In connection with the spin-off of Knowles Corporation from Dover Corporation, this Replacement Restricted Stock Unit Award is granted to you under the Knowles Corporation 2014 Equity and Cash Incentive Plan (“Plan”) in substitution for the Performance Share awards made to you under the Dover Corporation Equity and Cash Incentive Plans. Your Replacement Restricted Stock Unit award is subject to all the terms and provisions of the Plan, which terms and provisions are expressly incorporated into and made a part of the award as if set forth in full herein. A copy of the Plan can be found on the Merrill Lynch stock plan administration website.

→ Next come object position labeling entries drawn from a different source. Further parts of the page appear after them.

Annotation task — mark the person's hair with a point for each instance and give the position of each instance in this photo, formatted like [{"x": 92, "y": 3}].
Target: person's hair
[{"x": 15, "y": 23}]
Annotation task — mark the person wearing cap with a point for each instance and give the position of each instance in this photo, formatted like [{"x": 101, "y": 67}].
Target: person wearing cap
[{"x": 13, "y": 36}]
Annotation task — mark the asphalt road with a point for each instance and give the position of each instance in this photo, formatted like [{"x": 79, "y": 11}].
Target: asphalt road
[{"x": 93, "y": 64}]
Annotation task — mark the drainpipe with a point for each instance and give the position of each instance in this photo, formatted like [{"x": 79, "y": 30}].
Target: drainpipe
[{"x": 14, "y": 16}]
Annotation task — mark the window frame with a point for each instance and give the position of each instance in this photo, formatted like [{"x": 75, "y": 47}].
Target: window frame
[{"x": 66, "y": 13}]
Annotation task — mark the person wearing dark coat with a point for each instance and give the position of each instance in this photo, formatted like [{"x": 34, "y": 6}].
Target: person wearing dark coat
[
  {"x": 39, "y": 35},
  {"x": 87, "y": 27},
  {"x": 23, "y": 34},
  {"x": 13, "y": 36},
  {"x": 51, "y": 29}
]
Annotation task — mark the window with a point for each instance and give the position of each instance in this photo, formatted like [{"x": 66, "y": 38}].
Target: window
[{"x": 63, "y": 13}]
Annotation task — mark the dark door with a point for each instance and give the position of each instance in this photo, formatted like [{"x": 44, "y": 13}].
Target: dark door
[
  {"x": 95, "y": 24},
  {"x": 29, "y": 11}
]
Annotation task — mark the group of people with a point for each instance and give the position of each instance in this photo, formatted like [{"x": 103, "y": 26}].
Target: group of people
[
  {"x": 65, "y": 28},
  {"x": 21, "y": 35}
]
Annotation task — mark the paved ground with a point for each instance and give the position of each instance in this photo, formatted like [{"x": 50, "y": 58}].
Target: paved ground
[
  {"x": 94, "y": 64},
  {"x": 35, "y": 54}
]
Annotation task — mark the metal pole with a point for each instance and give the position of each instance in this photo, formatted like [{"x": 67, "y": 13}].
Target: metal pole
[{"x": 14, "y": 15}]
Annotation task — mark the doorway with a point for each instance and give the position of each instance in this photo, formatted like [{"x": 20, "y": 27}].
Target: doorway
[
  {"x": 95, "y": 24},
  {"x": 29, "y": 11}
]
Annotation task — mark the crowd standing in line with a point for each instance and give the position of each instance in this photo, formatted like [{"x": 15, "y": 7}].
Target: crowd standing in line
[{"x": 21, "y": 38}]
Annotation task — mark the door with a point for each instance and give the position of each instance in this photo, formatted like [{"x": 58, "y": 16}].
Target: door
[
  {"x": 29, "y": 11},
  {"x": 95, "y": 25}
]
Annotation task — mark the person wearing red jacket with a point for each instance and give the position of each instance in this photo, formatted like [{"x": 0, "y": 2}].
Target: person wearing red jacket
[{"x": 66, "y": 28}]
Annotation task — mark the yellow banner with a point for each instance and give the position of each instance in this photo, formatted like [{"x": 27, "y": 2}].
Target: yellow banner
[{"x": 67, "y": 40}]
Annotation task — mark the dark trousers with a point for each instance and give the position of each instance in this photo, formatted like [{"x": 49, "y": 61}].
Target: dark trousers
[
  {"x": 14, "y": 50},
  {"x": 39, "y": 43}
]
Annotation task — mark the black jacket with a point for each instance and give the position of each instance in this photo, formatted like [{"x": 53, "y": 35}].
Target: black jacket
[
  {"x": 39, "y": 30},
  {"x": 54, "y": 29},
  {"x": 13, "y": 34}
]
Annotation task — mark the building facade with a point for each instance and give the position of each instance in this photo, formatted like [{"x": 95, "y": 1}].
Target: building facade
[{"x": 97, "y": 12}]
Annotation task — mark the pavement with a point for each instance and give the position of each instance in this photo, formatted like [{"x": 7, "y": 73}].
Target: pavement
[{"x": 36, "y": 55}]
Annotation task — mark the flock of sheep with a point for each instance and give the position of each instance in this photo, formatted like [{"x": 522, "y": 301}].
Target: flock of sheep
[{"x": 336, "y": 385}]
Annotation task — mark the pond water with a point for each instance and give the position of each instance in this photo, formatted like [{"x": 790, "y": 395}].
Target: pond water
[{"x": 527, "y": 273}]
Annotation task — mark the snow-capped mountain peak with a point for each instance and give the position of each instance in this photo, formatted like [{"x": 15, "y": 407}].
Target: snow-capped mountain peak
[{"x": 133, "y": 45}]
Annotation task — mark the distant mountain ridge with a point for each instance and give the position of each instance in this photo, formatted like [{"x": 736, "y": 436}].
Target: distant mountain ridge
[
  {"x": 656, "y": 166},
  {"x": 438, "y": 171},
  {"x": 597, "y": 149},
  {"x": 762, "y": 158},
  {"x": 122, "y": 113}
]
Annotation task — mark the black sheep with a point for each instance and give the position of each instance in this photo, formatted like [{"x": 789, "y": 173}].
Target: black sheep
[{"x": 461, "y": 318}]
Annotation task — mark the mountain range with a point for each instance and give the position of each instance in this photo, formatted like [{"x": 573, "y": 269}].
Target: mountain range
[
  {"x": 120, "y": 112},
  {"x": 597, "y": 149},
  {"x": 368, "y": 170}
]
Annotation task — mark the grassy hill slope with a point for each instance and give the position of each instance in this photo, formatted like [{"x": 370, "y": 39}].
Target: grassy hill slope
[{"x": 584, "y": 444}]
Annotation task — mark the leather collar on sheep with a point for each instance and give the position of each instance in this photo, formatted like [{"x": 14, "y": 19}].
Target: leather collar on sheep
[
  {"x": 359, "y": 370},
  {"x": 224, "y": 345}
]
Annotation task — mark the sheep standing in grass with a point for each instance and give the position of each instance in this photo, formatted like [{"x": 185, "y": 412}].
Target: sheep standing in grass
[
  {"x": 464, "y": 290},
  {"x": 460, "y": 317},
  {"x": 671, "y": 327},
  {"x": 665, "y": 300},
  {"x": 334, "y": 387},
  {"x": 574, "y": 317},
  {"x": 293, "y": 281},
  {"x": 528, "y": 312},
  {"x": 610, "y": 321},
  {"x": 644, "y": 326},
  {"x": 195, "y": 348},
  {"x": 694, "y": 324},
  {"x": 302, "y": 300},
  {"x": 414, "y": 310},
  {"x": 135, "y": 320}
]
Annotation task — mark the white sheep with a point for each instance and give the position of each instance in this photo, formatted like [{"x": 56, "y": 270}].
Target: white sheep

In addition, your award is subject to the following:

 

  1. Replacement Restricted Stock Units are a bookkeeping entry on the books of Knowles. No shares of Knowles common stock shall be issued to you in respect of the Replacement Restricted Stock Unit award until the restrictions have lapsed. In the event that your employment shall terminate other than for death or disability prior to your vesting in the Replacement Restricted Stock Units, the Replacement Restricted Stock Units shall be forfeited. Within 30 days following the end of the Restricted Period, Knowles shall issue shares of Common Stock in your name equal to the number of Replacement Restricted Stock Units that have vested during the Restricted Period, less applicable tax withholding.

 

  2. You shall vest in the Replacement Restricted Stock Unit Award, and all restrictions thereon shall lapse, per the dates on your Award Statement. You must be an active employee of Knowles or an affiliate at the end of the Restricted Period in order for your Restricted Shares to vest, with certain exceptions as provided in the Plan.

 

  3. During the Restricted Period, you shall not have any rights of a stockholder or the right to receive any dividends declared and other distributions paid with respect to the Replacement Restricted Stock Units. Within 30 days after the end of the Restricted Period, you shall be paid all Dividend Equivalents with respect to the Replacement Restricted Stock Units that have vested.

 

  4. You do not have any voting rights with respect to Replacement Restricted Stock Units.

 

  5. As a condition of receiving your Replacement Restricted Stock Unit award, you agree to be bound by the terms and conditions of the Knowles Corporation Anti-hedging and Anti-pledging Policy, and any Clawback Policy to be adopted by Knowles, as such policies may be in effect from time to time. The Anti-hedging and Anti-pledging Policy prohibits hedging or pledging any Knowles equity securities held by you or certain designees, whether such Knowles securities are, or have been, acquired under the Plan, another compensation plan sponsored by Knowles, or otherwise. Please review the Anti-hedging and Anti-pledging Policy to make sure that you are in compliance. You may obtain a copy of the current version of the Anti-hedging, Anti-pledging, and any Clawback Policy to be adopted by Knowles, on the Merrill Lynch stock plan administration website.

 

  6. For Non-US Employees, your Replacement Restricted Stock Unit award is subject to the conditions of the attached Addendum for Non-US Employees.

 

  7. Your award is not transferable by you other than by will or the laws of descent and distribution and in accordance with the applicable terms and conditions of the Plan.

 

  8. Knowles reserves the right to amend, modify, or terminate the Plan at any time in its discretion without notice.

 

  9. You must accept this award by logging onto the Merrill Lynch stock plan administration website.